野球場に散らばった余談としてBACK NUMBER
交錯した野球人生がまた1つに……。
新井貴浩と赤松真人、広島での邂逅。
posted2016/09/23 11:30
text by
酒井俊作Shunsaku Sakai
photograph by
Hideki Sugiyama
真っ赤な輪が一瞬、ほどけた。その中心で黒田博樹と新井貴浩が涙を流しながら抱き合っている。テレビで、繰り返し放送された広島の優勝シーンだ。
阪神の球団関係者は、なすすべなく敗北を重ねる自軍の窮状に忸怩たる思いを抱きながら、こう述懐する。
「広島で、よかった。他の球団だったら、うちも出していなかっただろう」
2年前の秋だった。
ソフトバンクとの日本シリーズに1勝4敗で敗れた翌日、ネクタイを締め、スーツ姿の新井は球団側と話し合った。広島からFA宣言して、阪神に移籍して7シーズンが過ぎた37歳は、覚悟を胸に秘めていた。
「阪神を出してください」
そして、こんな言葉もあったという。
「ゴメスはすごくいいヤツなんです。打ったら拍手して喜んでしまう自分がいます。このままなら埋没してしまう。自分がダメになってしまうと思います」
悔しさ、もどかしさをオブラートに包んだ物言いだろう。日々の戦いに心身を焦がしながらも実直な人柄がにじみ出る。だが、言葉の柔らかさとは裏腹に置かれている立場に強い危機感を抱いていた。高年齢、そして出場機会激減……。引退に追い込まれるベテランがたどる道だった。

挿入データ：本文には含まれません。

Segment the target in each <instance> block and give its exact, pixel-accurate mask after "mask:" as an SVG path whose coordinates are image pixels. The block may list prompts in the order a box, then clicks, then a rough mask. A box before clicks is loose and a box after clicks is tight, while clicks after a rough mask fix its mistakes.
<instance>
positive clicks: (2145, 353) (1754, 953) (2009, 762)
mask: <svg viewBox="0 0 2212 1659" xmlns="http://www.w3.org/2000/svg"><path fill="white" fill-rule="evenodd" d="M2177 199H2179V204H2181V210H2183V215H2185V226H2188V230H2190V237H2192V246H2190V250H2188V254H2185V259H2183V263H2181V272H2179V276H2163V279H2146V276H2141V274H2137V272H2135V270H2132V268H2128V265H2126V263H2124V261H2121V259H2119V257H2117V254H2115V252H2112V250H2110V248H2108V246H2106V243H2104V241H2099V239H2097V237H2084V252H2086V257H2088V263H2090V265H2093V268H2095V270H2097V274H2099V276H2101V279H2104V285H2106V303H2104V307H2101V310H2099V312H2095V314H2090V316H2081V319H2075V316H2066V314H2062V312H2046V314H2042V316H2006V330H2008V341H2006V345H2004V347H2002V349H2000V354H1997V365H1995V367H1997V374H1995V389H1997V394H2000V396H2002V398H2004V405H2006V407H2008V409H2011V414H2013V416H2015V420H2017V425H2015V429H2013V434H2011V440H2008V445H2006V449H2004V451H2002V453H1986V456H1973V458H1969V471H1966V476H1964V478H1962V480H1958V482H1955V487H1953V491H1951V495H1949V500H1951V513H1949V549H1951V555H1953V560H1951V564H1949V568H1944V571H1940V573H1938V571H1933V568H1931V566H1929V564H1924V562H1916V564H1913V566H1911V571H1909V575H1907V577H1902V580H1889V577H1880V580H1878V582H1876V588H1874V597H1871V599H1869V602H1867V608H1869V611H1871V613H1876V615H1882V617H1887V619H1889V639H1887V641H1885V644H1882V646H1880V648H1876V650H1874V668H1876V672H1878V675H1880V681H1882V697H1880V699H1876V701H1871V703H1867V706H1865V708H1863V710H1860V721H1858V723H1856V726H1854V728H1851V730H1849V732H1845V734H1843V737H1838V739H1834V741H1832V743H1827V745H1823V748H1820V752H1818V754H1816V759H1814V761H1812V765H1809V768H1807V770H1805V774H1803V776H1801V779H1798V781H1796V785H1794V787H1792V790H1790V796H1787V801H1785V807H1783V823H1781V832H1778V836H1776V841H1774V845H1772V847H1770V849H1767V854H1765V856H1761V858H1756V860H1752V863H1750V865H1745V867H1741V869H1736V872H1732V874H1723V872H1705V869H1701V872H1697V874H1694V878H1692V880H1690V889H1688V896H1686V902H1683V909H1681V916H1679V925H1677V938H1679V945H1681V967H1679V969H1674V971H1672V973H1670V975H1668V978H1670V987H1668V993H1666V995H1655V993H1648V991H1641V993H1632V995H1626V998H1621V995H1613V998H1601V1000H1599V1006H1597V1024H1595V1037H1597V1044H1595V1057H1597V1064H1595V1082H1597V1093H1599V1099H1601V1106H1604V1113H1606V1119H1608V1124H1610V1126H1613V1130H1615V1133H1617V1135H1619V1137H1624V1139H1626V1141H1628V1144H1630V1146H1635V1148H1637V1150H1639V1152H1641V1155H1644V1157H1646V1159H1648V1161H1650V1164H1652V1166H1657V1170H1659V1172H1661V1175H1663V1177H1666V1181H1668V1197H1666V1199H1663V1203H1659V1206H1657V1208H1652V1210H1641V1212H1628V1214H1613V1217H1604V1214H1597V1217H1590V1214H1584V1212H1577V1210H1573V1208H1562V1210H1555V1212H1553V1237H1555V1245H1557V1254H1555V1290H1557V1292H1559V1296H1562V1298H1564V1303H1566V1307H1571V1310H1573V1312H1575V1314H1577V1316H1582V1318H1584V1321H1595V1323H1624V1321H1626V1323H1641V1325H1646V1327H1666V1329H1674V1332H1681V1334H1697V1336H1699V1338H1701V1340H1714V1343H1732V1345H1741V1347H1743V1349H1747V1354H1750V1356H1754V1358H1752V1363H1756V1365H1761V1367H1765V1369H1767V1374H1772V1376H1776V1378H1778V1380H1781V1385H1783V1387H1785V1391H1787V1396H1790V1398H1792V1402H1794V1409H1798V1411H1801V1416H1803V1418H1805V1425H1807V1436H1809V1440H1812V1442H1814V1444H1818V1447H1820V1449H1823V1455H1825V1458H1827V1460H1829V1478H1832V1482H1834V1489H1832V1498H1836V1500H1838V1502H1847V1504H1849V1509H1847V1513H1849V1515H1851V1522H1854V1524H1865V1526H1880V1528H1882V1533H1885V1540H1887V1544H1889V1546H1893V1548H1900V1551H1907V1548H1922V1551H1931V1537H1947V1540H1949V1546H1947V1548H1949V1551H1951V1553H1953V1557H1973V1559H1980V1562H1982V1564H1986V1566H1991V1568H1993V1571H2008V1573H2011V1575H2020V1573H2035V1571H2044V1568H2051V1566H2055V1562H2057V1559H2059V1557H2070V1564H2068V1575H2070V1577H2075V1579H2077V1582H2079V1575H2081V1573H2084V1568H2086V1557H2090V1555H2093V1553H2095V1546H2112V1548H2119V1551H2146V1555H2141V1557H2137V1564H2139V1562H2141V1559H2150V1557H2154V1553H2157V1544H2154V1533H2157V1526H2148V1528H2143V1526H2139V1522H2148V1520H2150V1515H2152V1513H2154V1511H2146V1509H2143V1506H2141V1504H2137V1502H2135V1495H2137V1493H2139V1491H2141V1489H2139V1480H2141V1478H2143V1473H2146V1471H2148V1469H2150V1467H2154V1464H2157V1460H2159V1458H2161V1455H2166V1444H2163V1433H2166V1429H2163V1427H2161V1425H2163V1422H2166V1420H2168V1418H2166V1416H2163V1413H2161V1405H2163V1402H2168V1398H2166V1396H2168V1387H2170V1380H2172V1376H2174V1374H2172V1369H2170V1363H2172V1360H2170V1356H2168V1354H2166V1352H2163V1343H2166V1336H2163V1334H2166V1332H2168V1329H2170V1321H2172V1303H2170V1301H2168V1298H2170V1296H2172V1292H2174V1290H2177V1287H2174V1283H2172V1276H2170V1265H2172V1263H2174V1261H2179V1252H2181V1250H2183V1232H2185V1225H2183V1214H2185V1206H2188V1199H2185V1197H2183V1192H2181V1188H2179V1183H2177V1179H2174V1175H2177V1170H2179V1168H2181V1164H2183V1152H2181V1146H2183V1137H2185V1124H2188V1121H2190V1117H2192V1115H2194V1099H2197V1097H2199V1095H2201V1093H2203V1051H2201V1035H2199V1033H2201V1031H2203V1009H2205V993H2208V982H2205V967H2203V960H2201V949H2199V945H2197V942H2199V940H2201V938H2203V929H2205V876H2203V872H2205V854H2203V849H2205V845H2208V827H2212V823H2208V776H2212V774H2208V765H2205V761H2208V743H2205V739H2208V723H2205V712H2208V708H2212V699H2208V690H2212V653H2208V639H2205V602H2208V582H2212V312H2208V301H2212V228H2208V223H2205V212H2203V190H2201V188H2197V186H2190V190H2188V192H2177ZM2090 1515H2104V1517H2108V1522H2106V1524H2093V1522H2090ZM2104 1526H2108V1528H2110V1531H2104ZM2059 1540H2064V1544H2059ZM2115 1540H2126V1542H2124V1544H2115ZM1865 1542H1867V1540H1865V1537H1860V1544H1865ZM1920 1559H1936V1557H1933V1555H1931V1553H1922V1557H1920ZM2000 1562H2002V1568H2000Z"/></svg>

'14年は94試合出場にとどまり、43安打はプロ2年目の'00年より少ない。瀬戸際に追い詰められ、そのまま立ち尽くすのか、それとも、次の1歩を踏み出すのか。新井は立ち止まらない人だった。
チーム改革のあおりを受け、出場機会は激減。
確かに、不遇な1年だった。
長打力不足を解消すべく、チームは新外国人のマウロ・ゴメスを補強した。だが、同じ一塁のポジションを競うライバルは来日が遅れ、2月のキャンプインに間に合わない。調整不足は否めず、オープン戦で充実の打撃を見せつける新井とは対照的だった。それでも、開幕スタメンはゴメスの手中へ。
交流戦で先発を重ねた以外、おもに代打として過ごし、悔しいシーズンだった。たえず前に進もうとするチーム事情のあおりをモロに食った。
当時、指揮を執っていた和田豊監督(現阪神オーナー付シニアアドバイザー)も新井の覚悟に触れ、退団の報告も受けた。